I like the imperialistic trait as it gives you better and better builds as the game progresses, and I like to war more than seek other types of wins. I use to build the GW all the time just for the synergy. You do get ALOT of GG's. By late mid-game I could be approaching 2 military producition cities with the war accademy in each and pumping out level 3 units. I liked this because I could keep my civ in bureaucracy or free speech and organized religion while my military cities kept the same benifits as vassalage and theocracy. As others have posted, I have started straying away from the GW because it mainly helps in defensive wars. My strategy was to set up a road network next to my target's borders, goad them into attacking, then defeat the majority of the enemy's army on my turf then start taking his cities. After taking the first city, I would settle again into a more defensive posture for the enemy's attempt to retake the city. All this time trying to rack up a many GG points as possible. From there take cities at a rate my economy could support. By doing this I was hoping to circumvent the WW mechanics as much as possible and allow me to stay in a state of war for longer periods of time. My problem with my strategy is I could never reliably get the target civ to attack me even after many turns of demands. So I had to start declaring war and bringing the fight to them, which basically eliminated the benefits of the GW except on defending captured cities which didn't seem to be that large of a part of the wars. The GW also allowed me to trained my new units at will with barbs and didn't have to worry about protecting my workers. Or I could let the barbs slide around my borders and molest the other civs.

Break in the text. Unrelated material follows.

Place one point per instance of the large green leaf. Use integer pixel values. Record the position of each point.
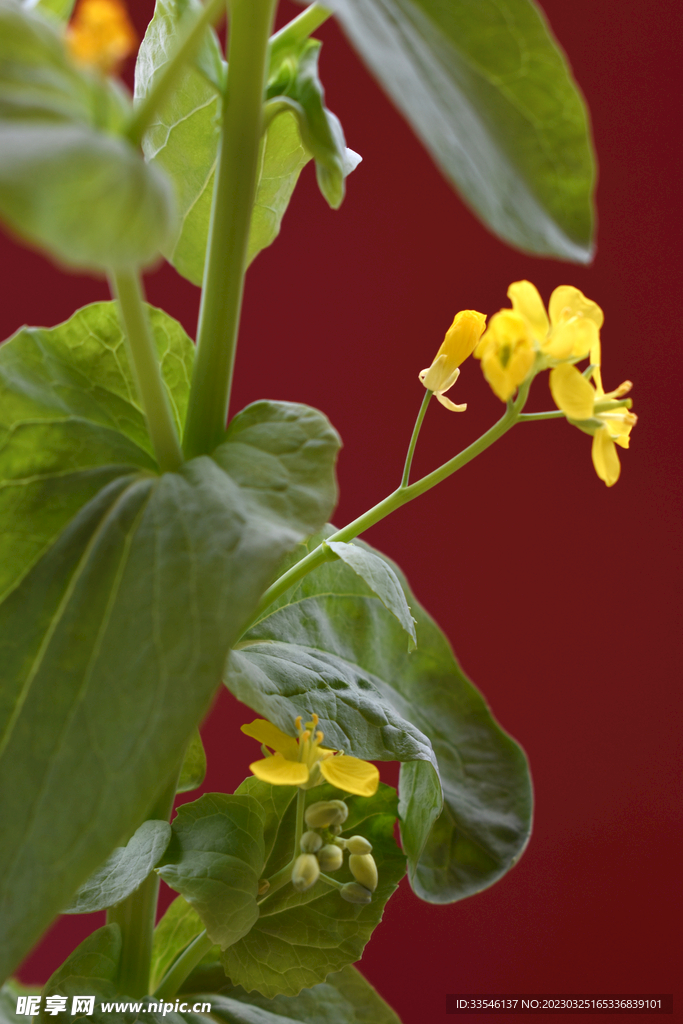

I have always found Cyrus very attractive, except for his UU, which I feel is to easily countered. His UB with HR can make some decent size cities to make up for his lack of financial traits. Instead of upgrading in the early years, use obsolete units for MP. Use them as upgrades if the enemy does flank you and get into your interior.
I understand what everyone else is saying about the GW, as I said I pretty much quit building it, but, I would love to see how it can be exploited with the imperialistic trait(they do seem to go together). I guess it is a matter of turning something defensive into an offensive resource.
 
elephants counter x-bows just fine. horsearchers are also quite ok...
 
I'd vote with CivSeta that speed of rush trumps everything else. Immortals are a great cheap early unit, but even a couple fortified spears can ruin your day. I've destroyed an entire stack of immortals trying to take an enemy capital too late (50% cultural defense, 1 spear, 1 archer). However, if you can hit early enough, before spears, it's a very different story :king:

For immortals to really shine you need to get them on the offense while they face only archers and axes.